Over the past decade…there have been at least a half-dozen times since the bull market began in March 2009 in which the index dropped below the [200 day moving average] — without triggering a bear market. On many of those occasions, in fact, the stock market rebounded almost immediately after the S&P 500 fell to below its moving average. Far from marking the beginning of a bear market, in other words, breaking below the 200-day moving average often signaled a reason to buy, not sell….Still, the 200-day moving average has had some successes. It protected followers in the financial crisis, getting them out in December 2007 and back in June 2009. The market had started rebounding in March. But its missteps during the subsequent bull market frittered away its bear-market gains.

Nor is this recent experience a fluke. Over the past three decades…an investor would have lagged a buy-and-hold strategy if he got into stocks whenever the S&P 500 was trading above its 200-day moving average and moved his portfolio to a money market fund whenever the S&P 500 was below its average.

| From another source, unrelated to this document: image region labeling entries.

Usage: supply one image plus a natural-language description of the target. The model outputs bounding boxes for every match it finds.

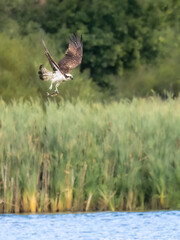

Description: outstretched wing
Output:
[42,39,59,71]
[58,33,83,74]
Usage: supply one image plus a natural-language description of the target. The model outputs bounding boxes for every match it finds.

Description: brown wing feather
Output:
[58,33,83,74]
[42,39,59,71]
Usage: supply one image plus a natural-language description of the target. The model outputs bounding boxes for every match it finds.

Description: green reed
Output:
[0,98,180,213]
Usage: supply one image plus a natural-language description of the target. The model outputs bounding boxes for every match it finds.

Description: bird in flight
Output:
[38,33,83,95]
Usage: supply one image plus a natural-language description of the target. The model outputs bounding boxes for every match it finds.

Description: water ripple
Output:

To be sure, the 200-day moving average’s track record was better than this over the six decades through the 1980s. But its track record over those earlier decades comes with a huge footnote: It is calculated assuming no transaction costs. And that’s unrealistic. Prior to the advent of no-load index funds, and particularly exchange traded funds (ETFs), it was quite cumbersome and expensive for an investor to move out of stocks into cash, or vice versa.

It seems ironic that the 200-day moving average stopped working in the early 1990s at the very point when ETFs and discount-brokerage commissions became widely available. But Blake LeBaron…suspects there is a connection between the two. After all, it’s a hallmark of market efficiency that previously successful strategies stop working when too many investors try to follow them. In this regard, LeBaron notes that moving-average systems also stopped working in the foreign-currency market around the same time that they did for equities. It increases our confidence that the markets have undergone a fundamental shift that these strategies stopped working more or less simultaneously in two entirely different markets.

 

Final Thoughts

I don’t market time. I use bonds to reduce risk instead. If you’re not interested in using bonds because you don’t want to reduce your potential long-term returns, then you probably shouldn’t be interested in market timing either. But if you do choose to do market timing using a trend-following strategy, here are some tips to boost your risk-adjusted returns as much as possible:

  1. Use good investments. Most of the time you’re buying and holding the investment anyway since the market trends upward most of the time, so you might as well use investments you would use to buy and hold. That means low-cost, broadly diversified index funds. This trend-following data isn’t some excuse to introduce uncompensated risk to your portfolio.
  2. Do it in a tax-protected account. One of the reasons buy and hold works so well is that it reduces your investing costs, particularly transaction costs — the largest of which is capital gains taxes.
  3. Do it in an account with free trades. Again, reduce your transaction costs. So long as the trades are free, mutual funds have even lower transaction costs than ETFs as there is no bid:ask spread.
  4. Consider the value of your time. One of the best parts of buy and hold is that I can pretty much ignore my investments for months at a time. While a 200 day moving average doesn’t require very frequent trades, you do have to keep an eye on the markets.
  5. Write down your plan and stick to it. The biggest problem in investing is the investor, not the investment. Once you have a reasonable plan, it is critical that you stick with it.
  6. Do it only with liquid, transparent, inexpensively transacted asset classes. Don’t try to do this with your income properties.
  7. Remember that this is all based on back-tested data and will only work insofar as the future resembles the past. Don’t bet the farm.